Fairy Tale Archeology, or “The Seed of Dreams”

July 16, 2014 Uncategorized 0

Today I’d like to discuss what remains of fairy tales and how it was likely very different for the people hearing them. This explains in some ways the fascination I have with fairy tales and retellings. If you read an original fairy tale without embellishment, odds are you’ll come away thinking “That was strange. And boring.”

Let’s take the case of “The Goose Girl.” If you read the start of the Goose Girl, you’ll probably conclude that the story is told strangely, in a disjointed manner. Take, for instance the following sentence: “The princess’s horse was called Falada, and could speak.” That’s just thrown in there at the start.

No elaboration.

No buildup.

But think about what the fairy tales we have actually represent. The brothers Grimm traveled far and wide, listening to people. Wikipedia calls them “academics, linguists, cultural researchers, lexicographers and authors who collected and published folklore.”

Which is to say, folks told them the stories like this, and Jacob and Wilhelm wrote it down. And you can bet that many of the people they spoke to weren’t authors. Even worse, many of them weren’t storytellers. A great story teller takes something like The Goose Girl and builds on it. Embellishes and adapts it with every telling.

“The princess’s horse was called Falada, and could speak” –no story teller, ever.

Let’s take a modern day example. Transformers. And we’ll have it retold by my ten year old son, while I play a substitute Grimm:

“There are giant robots, who are also cars. One of them is named Optimus, and they blow up everything. Then Megatron comes and they fight. But Sam takes the cosmic cube, which could destroy the world, and kills Megatron with it. Everything blows up.”*

A hundred years from now, if that’s the only record we have of Transformers, we’ll know two things:

  1. Transformers probably wasn’t a really good movie.
  2. Michael Bay likes to blow things up.

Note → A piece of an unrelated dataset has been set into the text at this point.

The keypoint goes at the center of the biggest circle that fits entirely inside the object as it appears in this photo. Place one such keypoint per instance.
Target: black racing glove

*This is, to a ten year old boy, the equivalent of “They all lived happily ever after.”

The point here is that while my son may have seen Transformers, he’s not a story teller yet. He told the best version of Transformers he could, but it may be lacking a few subtle nuances over the original. And you can bet that the Goose Girl is suffering a bit from a similar telling.

When we use these stories for retelling, we get a chance to undo this. In many ways, the stories resemble a shriveled seed. They’ve lost almost everything that made them exciting to hear, but the bones are there. The essence is there, waiting to be given new life, new greenery, and new scenery.